Представьте себе кипение мысли предреволюционного Серебряного века, когда страна сдвинулась со своего исторически обжитого места и поехала в неизвестное будущее... И такой же всплеск и кипение происходили в головах нашего поколения на исходе той эпохи, у входа в которую стояли Соловьев, Мережковский, Розанов, Бердяев, Вяч. Иванов, Флоренский... Мысль кипела вдвойне, потому что она еще и охлаждала себя иронией и самоиронией, и заново разогревалась, и превращалась в пар. Это была гамлетовская пора зияния, распавшейся связи времен, которую приходилось восстанавливать самыми головокружительными полетами воображения.
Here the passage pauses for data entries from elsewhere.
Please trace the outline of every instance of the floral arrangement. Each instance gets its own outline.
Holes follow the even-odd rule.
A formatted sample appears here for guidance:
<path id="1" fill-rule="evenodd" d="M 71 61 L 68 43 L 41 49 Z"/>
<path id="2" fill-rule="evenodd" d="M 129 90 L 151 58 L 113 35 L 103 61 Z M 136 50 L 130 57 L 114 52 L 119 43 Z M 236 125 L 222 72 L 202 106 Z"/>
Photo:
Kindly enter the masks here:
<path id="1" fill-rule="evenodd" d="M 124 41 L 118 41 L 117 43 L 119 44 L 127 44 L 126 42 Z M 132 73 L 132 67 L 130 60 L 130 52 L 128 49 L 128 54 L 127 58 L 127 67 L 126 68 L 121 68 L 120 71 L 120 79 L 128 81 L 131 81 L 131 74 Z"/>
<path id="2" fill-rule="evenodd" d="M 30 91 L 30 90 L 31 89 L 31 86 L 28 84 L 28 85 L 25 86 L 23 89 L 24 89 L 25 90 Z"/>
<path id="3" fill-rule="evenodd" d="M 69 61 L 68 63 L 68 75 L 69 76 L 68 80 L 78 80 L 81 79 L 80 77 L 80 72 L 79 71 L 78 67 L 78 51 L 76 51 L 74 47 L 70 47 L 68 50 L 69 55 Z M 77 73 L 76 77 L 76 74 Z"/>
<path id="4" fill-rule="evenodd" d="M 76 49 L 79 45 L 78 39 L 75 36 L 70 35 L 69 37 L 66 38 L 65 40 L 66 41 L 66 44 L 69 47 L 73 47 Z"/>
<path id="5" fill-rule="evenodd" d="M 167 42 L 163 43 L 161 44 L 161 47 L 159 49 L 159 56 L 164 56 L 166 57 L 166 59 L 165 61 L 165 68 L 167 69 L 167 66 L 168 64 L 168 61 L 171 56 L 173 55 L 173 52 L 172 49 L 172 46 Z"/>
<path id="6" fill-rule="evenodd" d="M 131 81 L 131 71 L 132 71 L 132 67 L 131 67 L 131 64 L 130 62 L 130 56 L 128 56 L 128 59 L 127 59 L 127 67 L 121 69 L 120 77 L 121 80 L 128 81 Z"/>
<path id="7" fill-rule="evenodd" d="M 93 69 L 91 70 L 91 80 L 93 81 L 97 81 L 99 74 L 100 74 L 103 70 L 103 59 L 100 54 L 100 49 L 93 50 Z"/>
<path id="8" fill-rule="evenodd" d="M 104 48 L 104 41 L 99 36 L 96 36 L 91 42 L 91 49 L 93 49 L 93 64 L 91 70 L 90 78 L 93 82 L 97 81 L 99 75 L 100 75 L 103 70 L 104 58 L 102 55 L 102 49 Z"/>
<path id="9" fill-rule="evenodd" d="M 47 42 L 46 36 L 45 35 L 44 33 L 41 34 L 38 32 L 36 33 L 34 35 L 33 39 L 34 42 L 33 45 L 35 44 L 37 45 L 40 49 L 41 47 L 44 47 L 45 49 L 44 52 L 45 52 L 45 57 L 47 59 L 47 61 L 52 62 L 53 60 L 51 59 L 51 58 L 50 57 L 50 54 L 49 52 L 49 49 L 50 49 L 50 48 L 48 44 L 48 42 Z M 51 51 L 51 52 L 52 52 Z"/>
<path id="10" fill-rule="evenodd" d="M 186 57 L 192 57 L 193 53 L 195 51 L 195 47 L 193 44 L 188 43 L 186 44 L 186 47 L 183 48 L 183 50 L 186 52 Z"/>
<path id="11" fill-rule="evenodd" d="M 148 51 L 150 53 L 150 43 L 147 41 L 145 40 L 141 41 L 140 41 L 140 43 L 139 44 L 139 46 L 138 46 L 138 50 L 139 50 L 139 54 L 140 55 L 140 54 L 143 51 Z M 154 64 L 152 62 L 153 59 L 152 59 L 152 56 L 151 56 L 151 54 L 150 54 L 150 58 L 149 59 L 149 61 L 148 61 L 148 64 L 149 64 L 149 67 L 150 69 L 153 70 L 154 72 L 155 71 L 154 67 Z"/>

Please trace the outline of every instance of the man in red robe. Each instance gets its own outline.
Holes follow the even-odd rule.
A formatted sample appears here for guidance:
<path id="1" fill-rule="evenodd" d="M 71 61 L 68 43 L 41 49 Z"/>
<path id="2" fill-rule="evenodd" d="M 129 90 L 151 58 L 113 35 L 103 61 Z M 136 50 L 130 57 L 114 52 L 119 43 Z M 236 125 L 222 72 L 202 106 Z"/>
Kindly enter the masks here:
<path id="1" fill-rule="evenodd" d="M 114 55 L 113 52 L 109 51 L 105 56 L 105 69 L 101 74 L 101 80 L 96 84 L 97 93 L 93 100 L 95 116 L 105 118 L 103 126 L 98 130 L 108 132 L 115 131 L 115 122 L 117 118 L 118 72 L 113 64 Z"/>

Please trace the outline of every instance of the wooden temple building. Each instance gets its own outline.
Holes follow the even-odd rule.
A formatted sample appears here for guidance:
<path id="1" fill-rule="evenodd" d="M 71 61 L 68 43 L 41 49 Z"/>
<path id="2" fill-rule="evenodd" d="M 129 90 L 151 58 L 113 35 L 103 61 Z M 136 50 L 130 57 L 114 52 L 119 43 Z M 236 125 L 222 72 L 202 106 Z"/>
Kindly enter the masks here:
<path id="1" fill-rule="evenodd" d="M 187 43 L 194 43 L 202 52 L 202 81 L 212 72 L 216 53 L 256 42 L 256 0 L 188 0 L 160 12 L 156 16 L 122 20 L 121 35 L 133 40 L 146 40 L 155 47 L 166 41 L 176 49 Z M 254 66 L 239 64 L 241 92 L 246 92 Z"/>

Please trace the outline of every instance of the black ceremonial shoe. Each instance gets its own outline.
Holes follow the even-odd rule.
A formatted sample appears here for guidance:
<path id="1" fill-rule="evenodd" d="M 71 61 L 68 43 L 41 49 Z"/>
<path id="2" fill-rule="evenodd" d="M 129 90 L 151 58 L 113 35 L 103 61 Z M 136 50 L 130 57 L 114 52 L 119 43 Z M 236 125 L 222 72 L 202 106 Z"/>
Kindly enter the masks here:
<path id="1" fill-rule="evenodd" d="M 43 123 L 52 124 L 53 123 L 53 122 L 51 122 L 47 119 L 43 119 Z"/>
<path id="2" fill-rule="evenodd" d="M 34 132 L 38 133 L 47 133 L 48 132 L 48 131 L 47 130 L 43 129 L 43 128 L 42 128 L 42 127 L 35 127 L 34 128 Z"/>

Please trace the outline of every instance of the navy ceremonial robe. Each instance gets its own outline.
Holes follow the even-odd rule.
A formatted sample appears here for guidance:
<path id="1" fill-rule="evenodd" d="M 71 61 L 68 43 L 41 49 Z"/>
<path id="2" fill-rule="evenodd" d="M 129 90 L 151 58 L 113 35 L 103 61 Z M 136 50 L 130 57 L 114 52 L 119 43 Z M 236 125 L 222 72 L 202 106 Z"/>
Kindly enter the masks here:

Если смотреть из отдаленного будущего, то, возможно, и Серебряный век не сравнится по накалу ищущей мысли с этими несколькими годами, переходными от молчания к гласности.
В это время я участвовал в создании и работе нескольких клубов и объединений московской гуманитарной интеллигенции. В них участвовали поэт, эссеист и математик Владимир Аристов, искусствовед и социолог Иосиф Бакштейн, филолог Ольга Вайнштейн, поэт Александр Воловик, поэтесса, романист и филолог Фаина Гримберг, художник и мыслитель Илья Кабаков, философ Виталий Ковалев, лингвист и прозаик Алексей Михеев, хозяйка круглого стола Людмила Польшакова, филолог Мария Умнова, физик Алексей Цвелик, физик и литературовед Борис Цейтлин, писатель Эдуард Шульман, культуролог Игорь Яковенко и многие другие. Под сменявшимися названиями и внутри расширявшегося круга людей - Клуб эссеистов, ассоциация "Мысль и Образ", Лаборатория современной культуры - действовала одна и та же метафизическая страсть, искавшая отзвуков и резонансов среди людей близких и далеких по духу. Каждый из нас приходил и выкладывал свой Проект, свое толкование первых и последних вещей. Мир начинался заново, у него еще не было основы, ее предстояло создать - причем из своей собственной мысли, за отсутствием других ощутимых материалов в стране восторжествовавшего материализма. Дальше в дело пошли бы уже политики, практики, инженеры, банкиры - но чтобы перевернуть Маркса таким же способом, каким он перевернул Гегеля, нам предстояло поставить грядущий мир на умное основание. Каждый приходил к другому со своей ненаписанной или полунаписанной, неизданной или самиздатовской книгой, которой предстояло стать Библией новых народов, уставом новых партий, манифестом новых искусств, аксиомой новых наук. Если бы не это "многокнижие" нашей московской среды - первая ласточка будущей многопартийности, многоцерковности и прочих видов плюрализма - и Книга книг не могла бы найти своего содержания, не могла бы наполнить ту радиально-круговую форму Словаря, в которой она явилась в марте 1984 г. В эту книгу влилось столько потенциальных книг, столько философских волнений, намерений и решений оставили в ней свой след, что в любой другой исторической ситуации форма "Книги в квадрате" оказалась бы пустой абстракцией, волевым экспериментом книжного червя, болеющего несварением массы прочитанных книг.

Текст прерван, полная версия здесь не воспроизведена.